The original predictive model was created during 2010 to 2014 to predict United States Medical Licensing Examination (USMLE) Step 1 scores. D.V.L. was teaching neuroscience at Touro College of Osteopathic Medicine and was seeking a way to reduce competition within the medical student cohort after a student died by suicide. Rather than students competing with their peers, D.V.L. wanted medical students to compete against historical data collected from previous medical students who passed the Step 1 exam.

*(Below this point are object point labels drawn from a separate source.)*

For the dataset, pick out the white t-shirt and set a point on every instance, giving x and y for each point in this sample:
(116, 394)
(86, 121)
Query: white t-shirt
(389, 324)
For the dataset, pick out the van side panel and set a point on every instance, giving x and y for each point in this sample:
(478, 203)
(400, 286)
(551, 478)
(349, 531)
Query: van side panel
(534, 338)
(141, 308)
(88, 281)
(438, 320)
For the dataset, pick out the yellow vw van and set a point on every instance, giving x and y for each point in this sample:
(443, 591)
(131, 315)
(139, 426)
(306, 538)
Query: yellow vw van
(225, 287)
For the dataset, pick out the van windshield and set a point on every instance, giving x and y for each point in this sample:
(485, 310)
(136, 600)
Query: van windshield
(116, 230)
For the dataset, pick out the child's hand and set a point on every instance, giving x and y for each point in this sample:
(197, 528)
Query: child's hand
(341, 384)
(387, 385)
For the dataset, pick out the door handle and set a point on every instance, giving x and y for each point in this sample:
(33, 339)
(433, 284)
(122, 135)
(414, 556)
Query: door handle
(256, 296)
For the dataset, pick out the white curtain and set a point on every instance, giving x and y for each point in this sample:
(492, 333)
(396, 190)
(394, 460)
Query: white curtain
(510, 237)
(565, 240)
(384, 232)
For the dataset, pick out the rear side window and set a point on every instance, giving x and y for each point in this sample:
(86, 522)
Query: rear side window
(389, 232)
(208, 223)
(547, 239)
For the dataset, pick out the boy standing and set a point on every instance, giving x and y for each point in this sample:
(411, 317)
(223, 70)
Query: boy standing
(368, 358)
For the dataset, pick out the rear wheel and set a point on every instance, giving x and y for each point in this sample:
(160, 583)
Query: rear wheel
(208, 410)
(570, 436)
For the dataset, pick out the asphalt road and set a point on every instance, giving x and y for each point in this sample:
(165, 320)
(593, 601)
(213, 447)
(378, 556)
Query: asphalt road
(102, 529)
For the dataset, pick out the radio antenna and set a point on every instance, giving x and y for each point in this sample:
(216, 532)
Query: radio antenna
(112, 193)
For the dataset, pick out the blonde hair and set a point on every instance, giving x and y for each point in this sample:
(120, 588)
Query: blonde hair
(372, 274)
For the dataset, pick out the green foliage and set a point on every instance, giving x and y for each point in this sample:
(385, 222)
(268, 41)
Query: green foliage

The original predictive model used linear regression and relied on an exam question categorization system. Categories are based on PHSU’s medical school program objectives, USMLE systems and disciplines, Liaison Committee on Medical Education and Accreditation Council for Graduate Medical Education standards, and other elements. Students’ exam performance is the primary data source. This original model was used during academic advising sessions with students; however, the system was built as a prototype and needed more modern technologies for scaling.

The second phase of development was from 2015 to 2022 and focused on modernizing the infrastructure and algorithm underlying the predictive model. The algorithm includes multiple steps and recursive calculations. These calculations result in the Tiber Performance Value (TPV). The TPV is applied to machine learning models to estimate a midpoint (predicted Step 1 score) within a range. This estimated score was used for internal conversations by faculty, administrations, and staff at PHSU. However, we resisted providing the predicted score to MSMS and medical students because of the potential for demotivation, overinterpretation, and other issues. For example, receiving a predicted score of 235 would be good news to most PHSU medical and MSMS students. However, that score might give them a false sense of security, resulting in them not working as hard. In contrast, a student receiving a predicted score of 165 might lose all confidence and even quit. Thus, we purposely looked for an opportunity to share the prediction without giving a specific score. The Step 1 exam change to pass/fail in early 2022 afforded that opportunity.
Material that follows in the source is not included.